Monday, January 30, 2012

AHHH I just had to say :)


I am so happy right now. 
I am happy because I can almost use my two hands to countdown the time until Garrett returns! I cannot be more excited for this deployment to end, because it means we get to start our life together! I get my kisses and my hugs and my care… Mmmm Mmmm yes, to have all that back along with many more things. AMAZING! 
I am just so in love with my husband and he makes me the happiest person in the world! I was so lucky to have that perfect match find me! 



Parenting gone bad...


Currently, I am subbing for an early childhood classroom in Pre-K. I couldn’t be more thankful for the life I was given and have now. I also couldn’t be more proud to be able to offer a good life for a child. 90% of the kids in this classroom are adopted, living with foster families, they are all on welfare, and some of them even have mental disabilities. My first two years of school were for early childhood education. When you further your studies in that field, you learn about the defects children are born with from mommies who don’t take care of themselves. It really bothers me when I can go to work and I know exactly the lifestyle one of my students mommy had. Breaks my heart how people don’t think about their children’s lives and here they are handing this child off from one family to the next...

Thursday, January 26, 2012

The dreadful line...


One of the most important things I am learning through this deployment is our fine line between what to and what not to communicate. And by that, I do not mean lie about, I mean what to not make him stress over. It is hard when I am here and I can’t see what is happening there. I don’t know what his work schedule is. I don’t know how many people lied to him today. I don’t know what he had to re-do because the first plan didn’t work. All I can see is what I am going through. And how I don’t have that physical support that I am used to. He isn’t here to help me buy my new car. He isn’t here to help me with my medical issues when he is the best person to take care of me when I am sick! And worst of all, I am not there for him! I told him tonight that I feel upset over a our last conversation, and I wanted to share his “deployed insight” of why he may not be as verbally supportive.  

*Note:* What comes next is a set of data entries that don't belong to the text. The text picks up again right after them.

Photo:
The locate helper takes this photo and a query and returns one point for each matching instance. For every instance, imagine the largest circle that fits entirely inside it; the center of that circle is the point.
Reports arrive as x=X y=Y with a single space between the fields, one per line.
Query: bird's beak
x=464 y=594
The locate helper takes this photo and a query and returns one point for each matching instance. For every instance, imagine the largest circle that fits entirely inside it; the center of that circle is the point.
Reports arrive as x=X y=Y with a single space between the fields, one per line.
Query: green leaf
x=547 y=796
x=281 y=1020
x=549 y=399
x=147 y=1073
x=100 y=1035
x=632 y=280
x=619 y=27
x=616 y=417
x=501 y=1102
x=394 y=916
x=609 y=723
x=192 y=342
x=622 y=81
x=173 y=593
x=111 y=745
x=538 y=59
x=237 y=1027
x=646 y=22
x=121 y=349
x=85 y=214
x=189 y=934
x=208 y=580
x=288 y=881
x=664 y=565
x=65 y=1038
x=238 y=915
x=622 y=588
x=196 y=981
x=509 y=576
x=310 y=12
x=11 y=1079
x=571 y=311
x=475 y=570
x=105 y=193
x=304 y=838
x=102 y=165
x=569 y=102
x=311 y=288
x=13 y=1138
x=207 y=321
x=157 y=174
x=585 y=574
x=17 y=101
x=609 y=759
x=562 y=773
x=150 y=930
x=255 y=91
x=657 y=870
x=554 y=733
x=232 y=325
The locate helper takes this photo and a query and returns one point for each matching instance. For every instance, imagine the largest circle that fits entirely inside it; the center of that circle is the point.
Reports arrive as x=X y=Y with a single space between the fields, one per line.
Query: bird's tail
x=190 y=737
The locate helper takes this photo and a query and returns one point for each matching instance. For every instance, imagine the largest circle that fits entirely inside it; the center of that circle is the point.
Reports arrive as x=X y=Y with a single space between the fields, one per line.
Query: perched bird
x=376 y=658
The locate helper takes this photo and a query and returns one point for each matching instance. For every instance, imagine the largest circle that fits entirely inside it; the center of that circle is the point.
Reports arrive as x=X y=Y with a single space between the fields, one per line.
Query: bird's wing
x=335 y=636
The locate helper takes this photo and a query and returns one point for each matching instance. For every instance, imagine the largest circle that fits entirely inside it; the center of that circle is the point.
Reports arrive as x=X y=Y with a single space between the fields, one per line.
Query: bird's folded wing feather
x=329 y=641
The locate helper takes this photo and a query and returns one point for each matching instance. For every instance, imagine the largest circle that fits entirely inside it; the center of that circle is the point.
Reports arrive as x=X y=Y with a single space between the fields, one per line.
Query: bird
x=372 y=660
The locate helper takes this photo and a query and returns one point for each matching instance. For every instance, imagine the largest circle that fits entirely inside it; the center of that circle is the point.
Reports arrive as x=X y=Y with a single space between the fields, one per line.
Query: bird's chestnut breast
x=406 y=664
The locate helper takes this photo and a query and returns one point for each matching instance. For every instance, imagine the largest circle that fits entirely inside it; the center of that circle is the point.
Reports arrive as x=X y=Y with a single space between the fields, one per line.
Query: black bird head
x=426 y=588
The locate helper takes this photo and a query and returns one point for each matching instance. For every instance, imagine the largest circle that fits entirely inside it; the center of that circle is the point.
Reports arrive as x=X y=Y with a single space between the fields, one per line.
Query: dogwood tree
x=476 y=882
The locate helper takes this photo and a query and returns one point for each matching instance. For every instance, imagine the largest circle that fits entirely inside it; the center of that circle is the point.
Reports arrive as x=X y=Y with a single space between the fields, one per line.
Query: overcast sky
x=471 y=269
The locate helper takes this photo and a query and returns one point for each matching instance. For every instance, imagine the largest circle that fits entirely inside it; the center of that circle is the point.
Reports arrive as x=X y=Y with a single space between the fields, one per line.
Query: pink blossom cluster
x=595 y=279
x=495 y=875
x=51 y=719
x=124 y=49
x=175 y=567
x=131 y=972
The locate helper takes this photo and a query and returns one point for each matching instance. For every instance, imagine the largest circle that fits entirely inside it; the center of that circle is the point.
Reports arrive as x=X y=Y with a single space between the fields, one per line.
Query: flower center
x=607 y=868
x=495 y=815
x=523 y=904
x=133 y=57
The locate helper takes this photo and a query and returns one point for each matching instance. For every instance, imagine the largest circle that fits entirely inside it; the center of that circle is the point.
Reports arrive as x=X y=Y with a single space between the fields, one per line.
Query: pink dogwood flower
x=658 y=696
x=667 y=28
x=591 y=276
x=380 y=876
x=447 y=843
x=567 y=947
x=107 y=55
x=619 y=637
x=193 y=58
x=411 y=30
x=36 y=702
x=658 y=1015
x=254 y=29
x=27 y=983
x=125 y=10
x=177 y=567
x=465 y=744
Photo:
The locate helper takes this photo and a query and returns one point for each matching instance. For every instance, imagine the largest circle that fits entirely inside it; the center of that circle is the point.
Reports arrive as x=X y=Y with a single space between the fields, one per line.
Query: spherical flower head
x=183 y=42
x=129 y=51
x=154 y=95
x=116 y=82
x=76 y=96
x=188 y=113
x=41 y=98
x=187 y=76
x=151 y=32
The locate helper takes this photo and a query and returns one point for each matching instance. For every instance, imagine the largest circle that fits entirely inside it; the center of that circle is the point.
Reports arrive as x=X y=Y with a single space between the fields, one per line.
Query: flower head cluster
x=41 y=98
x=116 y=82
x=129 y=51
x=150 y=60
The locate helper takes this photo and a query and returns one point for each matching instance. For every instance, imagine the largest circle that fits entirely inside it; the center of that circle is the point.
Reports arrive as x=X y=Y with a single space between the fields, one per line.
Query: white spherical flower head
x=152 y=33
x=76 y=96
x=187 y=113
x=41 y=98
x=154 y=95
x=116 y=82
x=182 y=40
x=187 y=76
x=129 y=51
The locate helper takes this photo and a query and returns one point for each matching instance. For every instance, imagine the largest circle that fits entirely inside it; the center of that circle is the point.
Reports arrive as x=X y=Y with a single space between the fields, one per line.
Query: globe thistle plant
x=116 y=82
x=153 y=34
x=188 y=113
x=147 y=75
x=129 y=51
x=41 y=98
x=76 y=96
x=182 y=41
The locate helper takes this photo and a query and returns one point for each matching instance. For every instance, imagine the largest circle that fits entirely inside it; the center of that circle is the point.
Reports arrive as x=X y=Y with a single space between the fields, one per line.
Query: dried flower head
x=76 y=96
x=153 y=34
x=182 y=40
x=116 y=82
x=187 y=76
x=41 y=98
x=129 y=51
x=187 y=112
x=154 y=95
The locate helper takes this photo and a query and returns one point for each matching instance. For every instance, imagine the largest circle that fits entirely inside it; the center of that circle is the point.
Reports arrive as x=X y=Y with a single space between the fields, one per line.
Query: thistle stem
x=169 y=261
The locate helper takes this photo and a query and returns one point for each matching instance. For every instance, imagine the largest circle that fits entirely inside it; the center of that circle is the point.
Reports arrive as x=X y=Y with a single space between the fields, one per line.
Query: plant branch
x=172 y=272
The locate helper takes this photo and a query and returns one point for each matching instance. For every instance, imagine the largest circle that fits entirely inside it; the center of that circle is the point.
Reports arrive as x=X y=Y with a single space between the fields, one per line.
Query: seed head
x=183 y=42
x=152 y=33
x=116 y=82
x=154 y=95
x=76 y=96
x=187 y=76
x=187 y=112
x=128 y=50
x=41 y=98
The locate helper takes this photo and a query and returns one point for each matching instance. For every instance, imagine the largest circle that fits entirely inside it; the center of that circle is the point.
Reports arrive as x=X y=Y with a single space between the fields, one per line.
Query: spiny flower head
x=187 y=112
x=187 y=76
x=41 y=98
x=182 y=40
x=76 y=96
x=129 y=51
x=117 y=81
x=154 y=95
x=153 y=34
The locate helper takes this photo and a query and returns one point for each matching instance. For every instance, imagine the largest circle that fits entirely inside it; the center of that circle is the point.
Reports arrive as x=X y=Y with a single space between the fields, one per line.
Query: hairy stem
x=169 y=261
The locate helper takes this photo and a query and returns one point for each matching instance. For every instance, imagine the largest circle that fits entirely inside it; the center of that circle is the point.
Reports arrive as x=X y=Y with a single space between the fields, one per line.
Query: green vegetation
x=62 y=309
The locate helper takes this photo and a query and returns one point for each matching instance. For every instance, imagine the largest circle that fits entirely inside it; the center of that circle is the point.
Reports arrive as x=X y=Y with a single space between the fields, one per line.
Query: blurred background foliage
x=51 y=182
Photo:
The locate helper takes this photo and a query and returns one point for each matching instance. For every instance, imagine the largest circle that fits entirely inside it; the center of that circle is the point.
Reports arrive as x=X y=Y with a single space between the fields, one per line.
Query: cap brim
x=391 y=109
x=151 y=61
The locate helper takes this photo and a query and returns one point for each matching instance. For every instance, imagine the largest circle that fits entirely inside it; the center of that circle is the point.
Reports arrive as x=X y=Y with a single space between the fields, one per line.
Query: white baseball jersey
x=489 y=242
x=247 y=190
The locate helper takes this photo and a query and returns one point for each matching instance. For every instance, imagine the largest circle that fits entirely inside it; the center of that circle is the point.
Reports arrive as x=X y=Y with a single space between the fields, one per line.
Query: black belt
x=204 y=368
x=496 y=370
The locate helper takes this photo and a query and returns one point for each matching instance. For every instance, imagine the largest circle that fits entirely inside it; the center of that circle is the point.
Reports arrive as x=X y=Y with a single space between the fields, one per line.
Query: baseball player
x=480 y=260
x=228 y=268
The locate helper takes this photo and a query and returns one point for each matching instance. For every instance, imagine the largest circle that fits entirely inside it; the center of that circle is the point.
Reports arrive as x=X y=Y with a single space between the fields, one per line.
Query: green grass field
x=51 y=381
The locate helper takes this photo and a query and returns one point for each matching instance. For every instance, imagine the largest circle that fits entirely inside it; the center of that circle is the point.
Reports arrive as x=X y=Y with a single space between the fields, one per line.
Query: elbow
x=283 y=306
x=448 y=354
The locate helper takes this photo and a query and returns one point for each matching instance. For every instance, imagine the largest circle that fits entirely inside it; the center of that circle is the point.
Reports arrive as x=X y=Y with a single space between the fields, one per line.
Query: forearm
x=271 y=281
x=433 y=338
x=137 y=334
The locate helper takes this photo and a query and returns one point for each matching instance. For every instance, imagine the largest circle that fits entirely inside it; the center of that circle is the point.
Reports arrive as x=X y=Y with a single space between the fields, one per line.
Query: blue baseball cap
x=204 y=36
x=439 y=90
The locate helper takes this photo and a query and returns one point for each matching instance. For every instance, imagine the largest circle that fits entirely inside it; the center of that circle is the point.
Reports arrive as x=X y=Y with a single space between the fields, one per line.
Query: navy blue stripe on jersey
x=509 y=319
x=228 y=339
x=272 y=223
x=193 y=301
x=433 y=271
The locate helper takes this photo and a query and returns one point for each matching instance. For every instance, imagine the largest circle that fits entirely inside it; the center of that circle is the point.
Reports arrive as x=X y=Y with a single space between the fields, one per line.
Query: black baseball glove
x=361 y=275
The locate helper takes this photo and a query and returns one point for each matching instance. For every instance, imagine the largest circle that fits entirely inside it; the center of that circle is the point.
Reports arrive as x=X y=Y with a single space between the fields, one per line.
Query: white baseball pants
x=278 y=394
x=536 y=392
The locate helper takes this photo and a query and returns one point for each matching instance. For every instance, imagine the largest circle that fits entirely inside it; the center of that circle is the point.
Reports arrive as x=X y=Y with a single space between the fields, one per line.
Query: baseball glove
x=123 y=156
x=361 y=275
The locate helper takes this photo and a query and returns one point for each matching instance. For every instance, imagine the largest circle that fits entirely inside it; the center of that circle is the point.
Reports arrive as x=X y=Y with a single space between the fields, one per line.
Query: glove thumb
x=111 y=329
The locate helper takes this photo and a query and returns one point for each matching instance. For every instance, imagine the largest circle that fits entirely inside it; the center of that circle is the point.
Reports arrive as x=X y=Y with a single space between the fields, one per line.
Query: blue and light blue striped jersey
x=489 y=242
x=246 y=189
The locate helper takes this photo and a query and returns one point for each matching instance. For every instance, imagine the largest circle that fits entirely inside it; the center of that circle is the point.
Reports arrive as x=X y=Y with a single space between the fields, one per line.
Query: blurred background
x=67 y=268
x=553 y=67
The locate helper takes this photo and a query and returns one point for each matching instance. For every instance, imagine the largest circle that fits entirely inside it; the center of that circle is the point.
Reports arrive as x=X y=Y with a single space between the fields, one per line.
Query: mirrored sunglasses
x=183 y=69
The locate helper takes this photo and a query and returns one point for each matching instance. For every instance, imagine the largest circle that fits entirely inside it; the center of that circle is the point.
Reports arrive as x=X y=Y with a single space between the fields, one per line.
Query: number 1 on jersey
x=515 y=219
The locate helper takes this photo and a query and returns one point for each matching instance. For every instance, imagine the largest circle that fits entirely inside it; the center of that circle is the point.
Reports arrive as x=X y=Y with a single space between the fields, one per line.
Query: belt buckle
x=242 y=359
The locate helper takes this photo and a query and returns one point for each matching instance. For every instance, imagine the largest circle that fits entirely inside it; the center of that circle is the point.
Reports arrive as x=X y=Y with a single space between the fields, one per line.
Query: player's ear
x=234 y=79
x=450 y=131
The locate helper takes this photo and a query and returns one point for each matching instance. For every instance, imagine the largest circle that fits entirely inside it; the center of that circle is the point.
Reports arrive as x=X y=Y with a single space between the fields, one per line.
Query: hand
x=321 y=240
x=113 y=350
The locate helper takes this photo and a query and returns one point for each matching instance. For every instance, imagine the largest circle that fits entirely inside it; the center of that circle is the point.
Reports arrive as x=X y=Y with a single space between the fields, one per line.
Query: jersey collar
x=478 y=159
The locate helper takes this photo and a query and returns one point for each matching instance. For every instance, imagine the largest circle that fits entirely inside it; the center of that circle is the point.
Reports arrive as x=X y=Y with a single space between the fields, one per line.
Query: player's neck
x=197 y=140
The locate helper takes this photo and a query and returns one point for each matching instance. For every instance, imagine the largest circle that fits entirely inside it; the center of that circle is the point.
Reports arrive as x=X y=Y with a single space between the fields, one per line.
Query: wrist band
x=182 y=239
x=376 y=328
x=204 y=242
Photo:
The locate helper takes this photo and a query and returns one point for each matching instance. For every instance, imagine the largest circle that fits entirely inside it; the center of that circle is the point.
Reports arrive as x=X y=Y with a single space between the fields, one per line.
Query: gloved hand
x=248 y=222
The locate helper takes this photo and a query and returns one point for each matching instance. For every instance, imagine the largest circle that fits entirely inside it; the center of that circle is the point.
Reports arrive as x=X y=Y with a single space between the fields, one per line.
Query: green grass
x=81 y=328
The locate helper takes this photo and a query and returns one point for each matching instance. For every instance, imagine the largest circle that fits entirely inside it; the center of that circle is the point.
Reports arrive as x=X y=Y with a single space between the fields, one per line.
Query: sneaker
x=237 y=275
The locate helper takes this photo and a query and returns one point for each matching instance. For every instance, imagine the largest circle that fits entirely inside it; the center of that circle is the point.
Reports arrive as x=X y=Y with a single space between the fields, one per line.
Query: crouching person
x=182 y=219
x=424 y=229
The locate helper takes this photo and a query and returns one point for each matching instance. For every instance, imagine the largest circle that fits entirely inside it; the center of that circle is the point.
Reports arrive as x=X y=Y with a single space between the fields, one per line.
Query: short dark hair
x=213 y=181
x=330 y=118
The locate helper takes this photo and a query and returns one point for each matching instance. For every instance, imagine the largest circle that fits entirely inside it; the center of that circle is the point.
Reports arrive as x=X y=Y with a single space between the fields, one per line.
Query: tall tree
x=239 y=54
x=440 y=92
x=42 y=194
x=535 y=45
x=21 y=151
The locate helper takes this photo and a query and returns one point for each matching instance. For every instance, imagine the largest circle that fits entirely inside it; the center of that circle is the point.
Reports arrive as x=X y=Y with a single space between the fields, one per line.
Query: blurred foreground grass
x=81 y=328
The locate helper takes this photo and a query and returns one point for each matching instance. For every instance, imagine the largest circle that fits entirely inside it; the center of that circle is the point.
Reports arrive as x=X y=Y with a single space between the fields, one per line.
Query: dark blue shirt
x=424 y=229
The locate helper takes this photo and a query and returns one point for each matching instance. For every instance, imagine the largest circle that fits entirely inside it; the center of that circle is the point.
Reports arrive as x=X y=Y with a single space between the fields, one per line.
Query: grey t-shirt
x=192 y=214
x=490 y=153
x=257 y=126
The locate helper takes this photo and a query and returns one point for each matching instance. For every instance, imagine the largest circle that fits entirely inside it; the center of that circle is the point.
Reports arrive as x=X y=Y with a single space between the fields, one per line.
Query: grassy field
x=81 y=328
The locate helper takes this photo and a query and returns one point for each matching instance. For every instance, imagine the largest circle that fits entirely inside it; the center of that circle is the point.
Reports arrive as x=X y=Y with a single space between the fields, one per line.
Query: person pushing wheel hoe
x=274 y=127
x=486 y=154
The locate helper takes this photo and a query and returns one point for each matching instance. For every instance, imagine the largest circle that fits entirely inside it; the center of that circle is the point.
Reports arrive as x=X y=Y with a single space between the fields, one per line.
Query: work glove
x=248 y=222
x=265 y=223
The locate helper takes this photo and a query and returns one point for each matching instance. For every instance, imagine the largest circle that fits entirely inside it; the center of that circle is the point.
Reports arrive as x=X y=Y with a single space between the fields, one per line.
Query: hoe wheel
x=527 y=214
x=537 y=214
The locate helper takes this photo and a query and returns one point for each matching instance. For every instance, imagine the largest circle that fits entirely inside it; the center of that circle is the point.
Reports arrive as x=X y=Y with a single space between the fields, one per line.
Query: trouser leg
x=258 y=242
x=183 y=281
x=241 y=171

“im sorry kobie. i know your doing a good job. i have nothing to worry about back home and its all because you are on top of everything. im so proud of you and so amazed by what you do. im not used to having to say it tho. i dont say it at work because we are just asked to do our job. we dont get praised here and im in work mode all the time because thats my main job right now. im sorry that it seems like im ignoring what your doing but im not. i tell my friends all the time how much you do for me and how much you care. your all i talk about over here”

I am so glad the person I have to share my life with, is someone I can talk to and grow with from our conversations rather then let things linger and worsen! Yet again I have realized I was way before crossing that line, and I probably should have told my hubs a while ago before a problem occurred :) Still learnin that line!



Random fact of my day: 
If you are too hydrated, it could give you trouble sleeping! I always have trouble sleeping. Usually I take ambien because I need the push. Today I read that cherry juice contains melatonin. For those who don’t know what melatonin is, it is a hormone that helps you sleep :) A natural way is always a better way because you can train your body by using it’s full potential with no addictions! 

Tuesday, January 24, 2012

Healthy is important!

I cant even explain how drained I am physically and emotionally from deployment to everything in my life that my car accident effected to my treatment….. BLAH. 
I listened to everyone and looked at the bright side of my disability and took a break to get better! I guess it may have helped my head from the concussions, but I think resting has done all that it can do now. It is ridiculous to live like this, and I am not sure if it has been harder or better for deployment.
Therefore I am done… In attempt to take my route, I have switched to a less sedating medication so I can wake up with less than 12 hours of sleep. I have also decided if I am not subbing, then I am going to use my morning time to work out at the gym and get my body going again! The endorphins will be great for the positivity :)



Monday, January 23, 2012

Sunday, January 22, 2012

Thankful :D


I am currently watching “Sleeping With The Enemy”, which is reminding me what I wanted to write about tonight. This last week, I have been around people who are have a series of unfortunate events happening in their lives. It makes me so thankful for my life and how everything is turning out. Everyone has their problems. Mine are definitely manageable! I complain a lot when Garrett is deployed (what wife doesn’t), but I know everything is going to be okay! We might not have 20 thousand dollars in our savings account (which I think is still not enough to save for a kid!), but we will be okay! We both have jobs, we have a very loyal relationship, we are planning a special wedding exactly how we want it to be, everything with my health is only getting better, my treatments are successful!!!, we get to buy my new car with no problems, and we always have a roof/ tent (LOL) over our heads :). 
That being said, I am quite thankful for the life I am living and the opportunities I have! 
And of course the love that puts a smile on my face :) Made it halfway! The rest should be downhill!